気づいた瞬間、その薬を飲むのをやめてください。たとえ「ちょっと違うだけ」「似たような薬」と思っても、絶対に飲み続けないでください。薬は化学物質です。間違った薬は、あなたの体に予期せぬ反応を引き起こす可能性があります。高血圧の薬を糖尿病の薬と間違えたら? 薬の効果が逆に働き、血圧が急激に下がって失神するケースもあります。抗凝固薬を間違えて飲めば、内出血のリスクが急上昇します。日本薬剤師会のデータでは、薬の誤配のうち、15%以上が「服用開始後数時間以内に異常症状が出た」事例です。一刻を争うのは、薬を飲んだかどうかではなく、「いつ気づいたか」です。気づいたら、即座に服用を中止してください。

2. 処方した医師に連絡する

薬局に連絡する前に、まずあなたの主治医に連絡してください。医師は、その薬が何であるか、あなたの体にどんな影響を与えるかを正確に把握しています。
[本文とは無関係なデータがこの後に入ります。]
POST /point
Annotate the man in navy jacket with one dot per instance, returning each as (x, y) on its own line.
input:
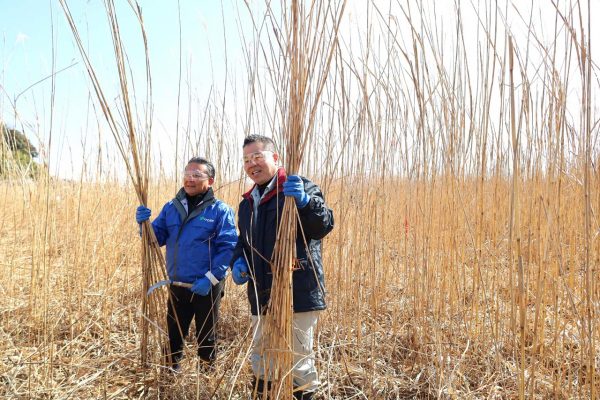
(258, 221)
(199, 232)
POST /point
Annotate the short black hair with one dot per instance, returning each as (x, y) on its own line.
(210, 168)
(266, 141)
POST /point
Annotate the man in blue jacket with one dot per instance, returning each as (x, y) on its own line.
(199, 232)
(258, 221)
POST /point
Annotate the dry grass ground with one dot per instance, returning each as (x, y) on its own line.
(420, 299)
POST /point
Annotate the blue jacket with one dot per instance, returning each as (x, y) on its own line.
(257, 236)
(197, 243)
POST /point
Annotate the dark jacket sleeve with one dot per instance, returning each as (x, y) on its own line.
(316, 217)
(238, 251)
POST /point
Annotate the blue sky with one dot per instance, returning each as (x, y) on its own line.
(34, 35)
(35, 40)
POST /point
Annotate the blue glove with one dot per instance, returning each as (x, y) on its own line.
(294, 187)
(240, 272)
(202, 286)
(142, 214)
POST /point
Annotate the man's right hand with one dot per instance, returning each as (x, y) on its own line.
(142, 214)
(240, 272)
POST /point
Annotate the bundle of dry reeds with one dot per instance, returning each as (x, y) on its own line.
(308, 45)
(134, 146)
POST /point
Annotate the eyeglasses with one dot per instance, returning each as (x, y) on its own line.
(256, 157)
(195, 175)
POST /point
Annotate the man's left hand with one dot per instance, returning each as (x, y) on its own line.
(294, 187)
(202, 286)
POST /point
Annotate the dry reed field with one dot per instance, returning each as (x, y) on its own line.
(465, 185)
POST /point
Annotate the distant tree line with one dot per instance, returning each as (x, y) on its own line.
(16, 153)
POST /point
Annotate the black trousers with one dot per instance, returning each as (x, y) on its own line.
(183, 306)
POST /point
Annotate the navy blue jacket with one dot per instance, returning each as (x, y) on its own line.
(197, 243)
(257, 239)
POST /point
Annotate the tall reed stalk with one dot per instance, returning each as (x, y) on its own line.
(134, 146)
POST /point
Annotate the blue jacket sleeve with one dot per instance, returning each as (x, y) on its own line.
(225, 240)
(160, 227)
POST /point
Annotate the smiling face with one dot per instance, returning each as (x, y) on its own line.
(196, 179)
(260, 164)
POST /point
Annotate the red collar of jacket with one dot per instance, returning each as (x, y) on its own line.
(281, 177)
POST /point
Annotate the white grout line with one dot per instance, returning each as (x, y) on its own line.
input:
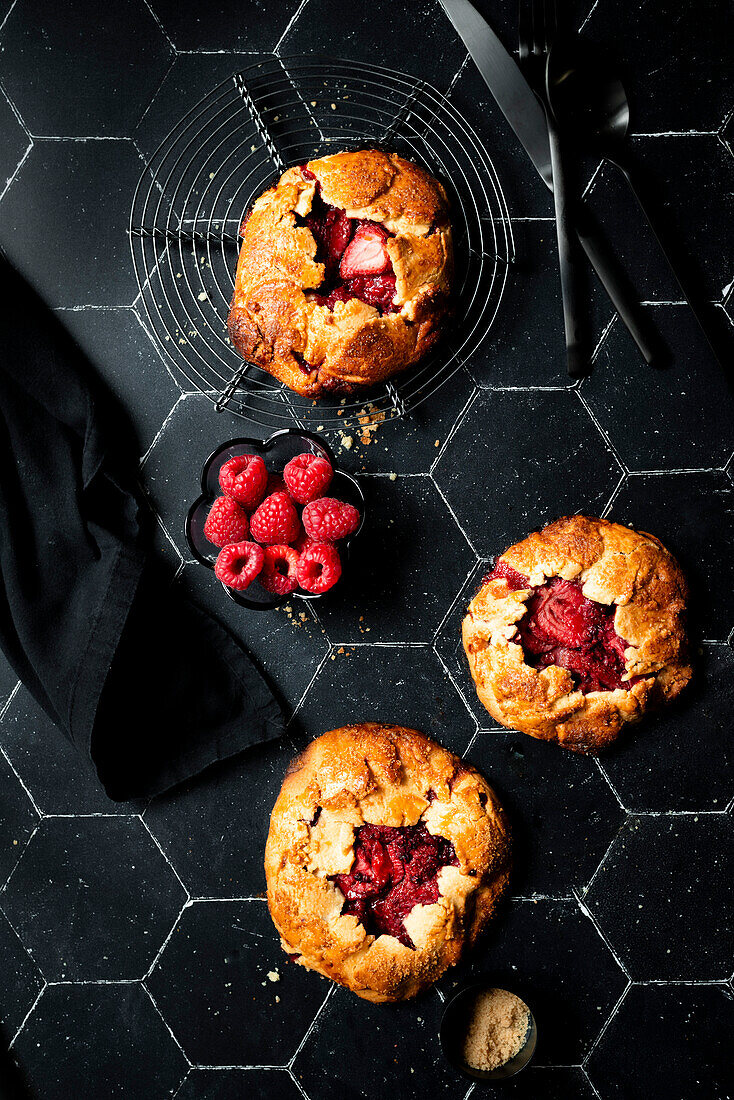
(292, 21)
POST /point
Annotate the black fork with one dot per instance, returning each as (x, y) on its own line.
(537, 29)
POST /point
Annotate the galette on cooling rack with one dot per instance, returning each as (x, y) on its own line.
(577, 630)
(343, 273)
(386, 856)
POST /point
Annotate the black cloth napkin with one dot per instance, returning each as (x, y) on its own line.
(148, 686)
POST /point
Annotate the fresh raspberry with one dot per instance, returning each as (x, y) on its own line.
(244, 479)
(319, 568)
(307, 477)
(239, 563)
(328, 519)
(226, 523)
(275, 520)
(278, 574)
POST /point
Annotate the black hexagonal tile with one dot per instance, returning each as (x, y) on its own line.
(525, 348)
(394, 589)
(435, 53)
(550, 955)
(687, 183)
(287, 644)
(18, 818)
(217, 960)
(376, 1049)
(92, 898)
(14, 142)
(521, 459)
(681, 758)
(450, 649)
(121, 351)
(693, 516)
(57, 64)
(562, 812)
(236, 1084)
(664, 897)
(78, 194)
(173, 468)
(351, 686)
(657, 419)
(220, 24)
(21, 982)
(406, 446)
(550, 1082)
(526, 194)
(686, 1049)
(675, 69)
(214, 828)
(98, 1041)
(57, 777)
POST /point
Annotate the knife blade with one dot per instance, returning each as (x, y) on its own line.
(527, 118)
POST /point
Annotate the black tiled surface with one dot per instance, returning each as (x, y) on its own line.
(422, 696)
(63, 221)
(562, 811)
(110, 875)
(234, 1084)
(56, 69)
(664, 897)
(661, 419)
(102, 1040)
(693, 515)
(218, 959)
(550, 954)
(18, 818)
(538, 457)
(92, 897)
(683, 1053)
(211, 833)
(682, 758)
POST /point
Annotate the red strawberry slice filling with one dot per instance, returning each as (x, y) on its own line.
(563, 627)
(395, 869)
(355, 261)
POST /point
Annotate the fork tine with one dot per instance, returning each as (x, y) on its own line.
(523, 29)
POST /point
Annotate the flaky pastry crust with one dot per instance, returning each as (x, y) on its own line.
(382, 776)
(274, 320)
(615, 565)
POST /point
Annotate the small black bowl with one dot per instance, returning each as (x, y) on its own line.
(276, 451)
(453, 1029)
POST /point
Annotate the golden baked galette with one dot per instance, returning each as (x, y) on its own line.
(386, 855)
(343, 273)
(577, 630)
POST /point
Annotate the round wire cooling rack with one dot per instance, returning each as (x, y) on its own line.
(236, 142)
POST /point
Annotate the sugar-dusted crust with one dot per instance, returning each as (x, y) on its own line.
(315, 350)
(381, 774)
(615, 565)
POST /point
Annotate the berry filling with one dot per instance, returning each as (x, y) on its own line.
(352, 251)
(395, 869)
(563, 627)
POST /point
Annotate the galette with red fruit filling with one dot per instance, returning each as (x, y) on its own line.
(386, 856)
(577, 630)
(343, 274)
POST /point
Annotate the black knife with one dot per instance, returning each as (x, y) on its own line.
(523, 111)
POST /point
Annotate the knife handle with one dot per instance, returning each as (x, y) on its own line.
(568, 261)
(619, 288)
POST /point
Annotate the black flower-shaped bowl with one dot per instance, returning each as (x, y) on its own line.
(276, 451)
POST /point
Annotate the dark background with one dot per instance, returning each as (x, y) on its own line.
(134, 941)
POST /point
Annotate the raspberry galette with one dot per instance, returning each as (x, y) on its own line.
(343, 273)
(577, 630)
(386, 855)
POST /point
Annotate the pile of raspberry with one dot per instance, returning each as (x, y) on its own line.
(278, 529)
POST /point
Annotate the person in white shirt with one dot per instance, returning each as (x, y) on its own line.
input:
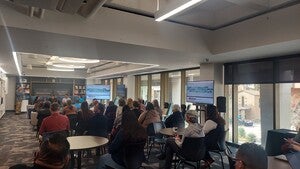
(214, 130)
(194, 129)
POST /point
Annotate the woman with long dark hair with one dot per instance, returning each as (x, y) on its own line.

薬局は「薬を渡した」だけの立場ですが、医師は「あなた全体の健康」を管理している人です。連絡の仕方は、電話でもメールでも構いません。ただし、必ず「今、薬局で間違った薬を渡された」と明確に伝え、その薬の名前と見た目を説明してください。医師は、その薬の成分を確認し、すでに飲んでしまった分のリスクを評価します。必要なら「すぐに病院に来てください」「今夜は様子を見て、朝一番で受診してください」「今すぐ救急車を呼んでください」と指示します。特に、めまい、吐き気、皮膚の発疹、呼吸困難、意識の混濁などの症状があれば、迷わず救急受診してください。医師の判断が、あなたの命を守ります。

3. 薬局に連絡し、責任者と話す

医師に連絡した後、今度は薬局に連絡します。ただ「間違った薬を渡された」と伝えるだけでは不十分です。必ず「店長か薬剤師長」と直接話してください。店員は、ミスを隠そうとする可能性があります。責任者は、内部のミス報告システムを動かす権限を持っています。電話で伝えるだけでなく、内容をメモに残すことが重要です。日付、時間、話した人の名前、伝えた内容、相手の返答--すべて書き留めてください。薬局は、このミスを内部で「報告」しなければなりません。日本では、薬局の誤剤は「医療安全情報報告制度」に登録される義務があります。しかし、報告がされないケースも少なくありません。あなたが記録を残すことで、後で「本当に報告されたのか?」を確認できるようになります。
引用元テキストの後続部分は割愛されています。